Why Does the Media Have a Problem With Hailey Bieber Using Justin’s Name?

Sorry, but it's her name, too

(Photo: Getty)
(Photo: Getty)

The current way we learn about celeb beauty lines is via trademark filings, and the latest to follow in Rihanna, Kim K and Kylie’s footsteps is Hailey Bieber. According to legal documents obtained by TMZ, she just filed the paperwork for “Bieber Beauty,” which likely means we’ll be getting either a skincare or makeup line from the model sometime in the near future.

But, instead of hypothesizing what products she might be launching (our bets are on a chic red lipstick and allll the brow prods), both TMZ and Perez Hilton chose to focus on the idea that she’s”using”—or worse, “cashing in on”—her husband’s name.

K, first of all, it’s not just her husband’s name. When she married him, she decided to take his name, thus it is now also her name. This is… not that unusual? (According to a 2015 survey by the New York Times‘ Upshot section, 30% of women keep their maiden names in some form, which means 70% of women change their names after marriage.) And while we know some people feel taking your husband’s name is feeding into the patriarchy, we’re here for people making their own choices about what to call themselves. So, assuming she willingly chose to change her last name from Baldwin to Bieber, she has every right to it.

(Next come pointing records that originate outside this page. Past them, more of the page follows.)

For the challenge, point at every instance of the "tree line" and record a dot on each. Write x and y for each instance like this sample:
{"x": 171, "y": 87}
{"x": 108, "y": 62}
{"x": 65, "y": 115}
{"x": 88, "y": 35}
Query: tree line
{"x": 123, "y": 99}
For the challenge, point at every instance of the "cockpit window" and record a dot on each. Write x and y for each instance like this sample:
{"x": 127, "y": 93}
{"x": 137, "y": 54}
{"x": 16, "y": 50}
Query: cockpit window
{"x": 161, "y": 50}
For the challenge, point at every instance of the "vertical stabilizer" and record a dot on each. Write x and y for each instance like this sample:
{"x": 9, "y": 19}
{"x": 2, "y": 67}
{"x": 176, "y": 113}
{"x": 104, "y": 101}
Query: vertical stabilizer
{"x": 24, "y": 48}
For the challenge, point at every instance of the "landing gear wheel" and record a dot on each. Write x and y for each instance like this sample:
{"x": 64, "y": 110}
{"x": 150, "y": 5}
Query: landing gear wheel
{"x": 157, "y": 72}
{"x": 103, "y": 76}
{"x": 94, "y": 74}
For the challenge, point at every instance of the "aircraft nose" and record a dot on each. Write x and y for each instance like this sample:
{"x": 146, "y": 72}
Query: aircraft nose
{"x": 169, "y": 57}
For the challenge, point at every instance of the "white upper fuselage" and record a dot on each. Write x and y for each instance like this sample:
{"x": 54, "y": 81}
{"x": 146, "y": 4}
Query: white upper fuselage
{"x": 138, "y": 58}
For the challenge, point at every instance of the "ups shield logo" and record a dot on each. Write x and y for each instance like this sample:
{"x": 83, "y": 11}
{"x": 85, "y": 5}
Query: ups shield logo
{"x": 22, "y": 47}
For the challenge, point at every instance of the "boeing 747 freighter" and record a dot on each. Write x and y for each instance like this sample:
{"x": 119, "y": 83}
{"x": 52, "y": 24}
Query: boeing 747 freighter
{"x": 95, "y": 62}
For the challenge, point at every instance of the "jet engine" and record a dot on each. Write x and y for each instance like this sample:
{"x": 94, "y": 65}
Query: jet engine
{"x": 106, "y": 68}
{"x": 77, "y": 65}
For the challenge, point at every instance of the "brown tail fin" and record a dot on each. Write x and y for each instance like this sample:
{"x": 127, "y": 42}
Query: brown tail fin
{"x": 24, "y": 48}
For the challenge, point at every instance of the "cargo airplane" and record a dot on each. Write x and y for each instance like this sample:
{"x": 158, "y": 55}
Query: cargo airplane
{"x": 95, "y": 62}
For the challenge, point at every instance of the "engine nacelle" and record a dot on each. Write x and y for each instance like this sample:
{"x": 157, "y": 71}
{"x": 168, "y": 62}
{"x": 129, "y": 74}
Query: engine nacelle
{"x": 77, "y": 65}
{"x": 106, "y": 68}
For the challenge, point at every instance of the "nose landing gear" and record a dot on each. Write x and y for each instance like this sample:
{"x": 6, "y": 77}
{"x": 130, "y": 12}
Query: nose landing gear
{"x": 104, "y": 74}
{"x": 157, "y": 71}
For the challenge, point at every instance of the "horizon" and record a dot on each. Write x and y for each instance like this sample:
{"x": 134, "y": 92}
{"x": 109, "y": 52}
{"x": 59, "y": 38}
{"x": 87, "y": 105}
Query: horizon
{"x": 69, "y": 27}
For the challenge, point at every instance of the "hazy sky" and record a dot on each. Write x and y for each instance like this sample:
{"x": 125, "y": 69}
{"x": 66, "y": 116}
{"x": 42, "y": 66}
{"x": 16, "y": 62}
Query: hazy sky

Second, so what if she does want to capitalize on arguably one of the most recognizable celebrity names? That’s her prerogative, and when you’re trying to make it in this crazy, messed up world, why not use everything you’ve got to make your dreams happen. Especially if your husband—and your new last name—have already experienced success in the industry you’re hoping to conquer.

To be fair, it’s not like Bieber is starting from scratch here. She’s already a celebrity in her own right, and she probably would have found success throwing it back to her maiden name with “Baldwin Beauty,” or going the Kardashian/Jenner route with “HB Beauty” or “Hailey Cosmetics.”

So, instead of criticizing this new line while it barely exists, let’s wait and see what it actually ends up including. Then, we can judge it for the important things, like whether the products measure up, and if they’re inclusive, sustainably-produced and packaged and cruelty-free. Fingers crossed for all of the above.